It was late afternoon when clods huddled over the Atlas mountains in Africa. In contrary of a popular opinion that House of Gods was settled on the Mount Olymp Greece, it was actually more in the Moroccan region, on the opposite side of Europe. Peaks of Atlas were already catching a fluffy white haze when Gods decided it’s about time to have that tea everybody murmured about.
Ares first came at the table and sat on the chair. His beard was neatly gathered in a bun, as that was the ancient and proper way to deal with a manly facial hair he had. Bartender approached the table, a young skinny guy. He wore a uniform with a golden lining, an elegant black bow on his shirt and not scarce amount of oil in his short hair.
– A tea Sir? – boy asked, but Ares waved away in discontent.
– I’ll have wine. – Ares spelled those word like to a child that bartender was, but figuring out that lad wasn’t a retard, he cleared his throat and begun again, – A glass of wine please. – he said and clean shaved boy nodded with a smile before he went to fetch an amfore of finest Greek wine they had in a cellar.

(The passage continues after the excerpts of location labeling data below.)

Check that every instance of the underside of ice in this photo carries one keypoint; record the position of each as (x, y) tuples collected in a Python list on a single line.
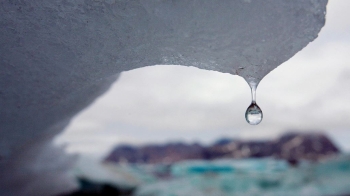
[(58, 56)]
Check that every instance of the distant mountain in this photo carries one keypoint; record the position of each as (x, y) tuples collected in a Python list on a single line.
[(291, 146)]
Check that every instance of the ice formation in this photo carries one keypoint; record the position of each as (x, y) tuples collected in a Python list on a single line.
[(58, 56)]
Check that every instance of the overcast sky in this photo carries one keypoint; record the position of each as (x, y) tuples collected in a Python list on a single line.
[(311, 91)]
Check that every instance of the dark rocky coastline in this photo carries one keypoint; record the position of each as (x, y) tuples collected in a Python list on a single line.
[(290, 146)]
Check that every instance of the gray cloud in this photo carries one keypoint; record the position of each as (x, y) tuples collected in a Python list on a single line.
[(161, 103)]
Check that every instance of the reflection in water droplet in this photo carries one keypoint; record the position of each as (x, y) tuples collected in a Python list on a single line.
[(253, 115)]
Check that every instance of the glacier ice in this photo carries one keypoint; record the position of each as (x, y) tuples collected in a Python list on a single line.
[(58, 56)]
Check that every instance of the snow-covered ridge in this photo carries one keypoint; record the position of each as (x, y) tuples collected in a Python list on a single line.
[(58, 56)]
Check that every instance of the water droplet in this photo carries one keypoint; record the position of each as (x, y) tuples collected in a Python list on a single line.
[(253, 115)]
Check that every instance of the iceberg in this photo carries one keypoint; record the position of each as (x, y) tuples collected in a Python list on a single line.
[(57, 57)]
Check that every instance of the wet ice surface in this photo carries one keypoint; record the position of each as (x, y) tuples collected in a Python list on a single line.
[(58, 56)]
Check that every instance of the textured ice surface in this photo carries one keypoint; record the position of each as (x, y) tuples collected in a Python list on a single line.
[(58, 56)]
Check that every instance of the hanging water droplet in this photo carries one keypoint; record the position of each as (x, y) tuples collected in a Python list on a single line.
[(253, 115)]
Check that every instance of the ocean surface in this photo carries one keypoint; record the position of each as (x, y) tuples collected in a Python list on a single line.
[(225, 177)]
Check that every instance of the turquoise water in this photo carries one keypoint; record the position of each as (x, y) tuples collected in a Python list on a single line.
[(263, 177)]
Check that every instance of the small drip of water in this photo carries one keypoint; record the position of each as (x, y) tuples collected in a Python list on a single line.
[(253, 115)]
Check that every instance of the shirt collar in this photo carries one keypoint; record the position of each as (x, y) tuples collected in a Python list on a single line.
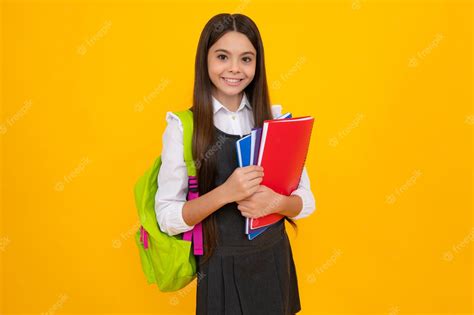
[(218, 105)]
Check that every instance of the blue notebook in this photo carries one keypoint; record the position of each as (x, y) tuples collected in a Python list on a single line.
[(243, 156), (247, 154)]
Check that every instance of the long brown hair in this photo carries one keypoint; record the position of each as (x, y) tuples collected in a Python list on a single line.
[(203, 135)]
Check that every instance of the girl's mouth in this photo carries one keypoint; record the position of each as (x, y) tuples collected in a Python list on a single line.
[(232, 82)]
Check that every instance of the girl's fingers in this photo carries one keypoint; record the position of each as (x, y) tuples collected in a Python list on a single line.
[(254, 174)]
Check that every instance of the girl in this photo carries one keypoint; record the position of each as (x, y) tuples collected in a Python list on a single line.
[(235, 275)]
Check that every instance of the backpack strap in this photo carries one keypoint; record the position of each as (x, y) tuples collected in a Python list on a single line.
[(195, 234)]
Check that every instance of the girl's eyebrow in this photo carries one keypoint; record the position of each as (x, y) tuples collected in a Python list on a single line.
[(227, 52)]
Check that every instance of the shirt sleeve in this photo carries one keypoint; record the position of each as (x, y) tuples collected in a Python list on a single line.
[(304, 186), (304, 191), (172, 180)]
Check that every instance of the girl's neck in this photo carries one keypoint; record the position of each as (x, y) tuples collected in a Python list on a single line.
[(231, 102)]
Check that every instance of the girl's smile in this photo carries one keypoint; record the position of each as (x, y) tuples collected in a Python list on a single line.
[(231, 66)]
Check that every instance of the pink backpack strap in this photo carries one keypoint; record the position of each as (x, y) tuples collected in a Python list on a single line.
[(194, 235)]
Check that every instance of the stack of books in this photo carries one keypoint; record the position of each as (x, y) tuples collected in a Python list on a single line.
[(280, 147)]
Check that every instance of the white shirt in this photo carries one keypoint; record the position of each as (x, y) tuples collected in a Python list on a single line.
[(173, 178)]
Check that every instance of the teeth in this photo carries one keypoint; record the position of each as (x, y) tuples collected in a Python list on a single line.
[(232, 80)]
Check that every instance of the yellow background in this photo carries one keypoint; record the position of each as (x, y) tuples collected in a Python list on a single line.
[(85, 89)]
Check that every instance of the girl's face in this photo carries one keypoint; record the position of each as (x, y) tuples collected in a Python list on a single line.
[(231, 64)]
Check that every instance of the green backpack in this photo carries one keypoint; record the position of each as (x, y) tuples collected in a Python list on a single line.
[(166, 260)]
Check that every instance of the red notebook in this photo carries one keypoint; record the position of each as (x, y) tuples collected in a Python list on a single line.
[(283, 149)]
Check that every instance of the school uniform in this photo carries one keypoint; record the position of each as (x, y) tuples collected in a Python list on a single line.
[(242, 277)]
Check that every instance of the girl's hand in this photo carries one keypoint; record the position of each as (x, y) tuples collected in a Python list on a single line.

– I’ll have brandy. – Perun said to the boy while his steps got closer to the table, and the boy nodded entering the bar illuminated by the pure rays of Sun, – What about that tea? You were the first one to suggest it, and now “mister Ares” want’s to get his evening dose, am I right? You old fart. – Perun gawked fetching the chair and slowly resting his fragile bones on the seat.
– Look who’s mothering me. You ordered brandy, you rusty goat. – Ares snorted and crossed his arms under his armpits.
– What?! – Mars shouted in disbelief, – I just ordered tea and you guys took alcohol?! Ugh, this will not happen again. Boy! Hey, boy! – he searched for the lad, then he went looking for him.
– Oh, not him again. – Ares whispered in his beard, when Mars turned around.
– You said something? – Mars lifted one of his eyebrows and pouted his lips.
– Now you hear, but when I called you earlier you acted deaf! – Ares shouted over his shoulder, when Mars came closer and leaned over the Ares’s chair.
– I was busy with Venus. – Mars acted insulted while Perun watched what was happening in the world.
– With that old witch? You are so old, you wouldn’t have power to perform. – Ares gloated in anger when Mars jerked back, now completely livid with Ares.
– I am still younger than both of you! – Mars said, when Perun turned in his seat.
– Who are you calling old? You better not be calling me old, you barbarian. – Perun frowned at Mars and started getting his slipper when Mars cleared his throat and grinned leaning over the table.
– Yup. You both are older than fire, and we are all barbarian Gods you dimwits. – whisper was like a blade slicing through the pride of the old Gods of war which all three now started shouting and yelling.
Situation caught heat when Perun started slapping Mars with his shoe and Ares started kicking Mars in his old bum. Boy called the security and young buff men set them apart. Other Gods laughed at the old bickering war Gods, as this was their usual thing to do on mondays. After this fight, they all were forbidden to take any alcohol.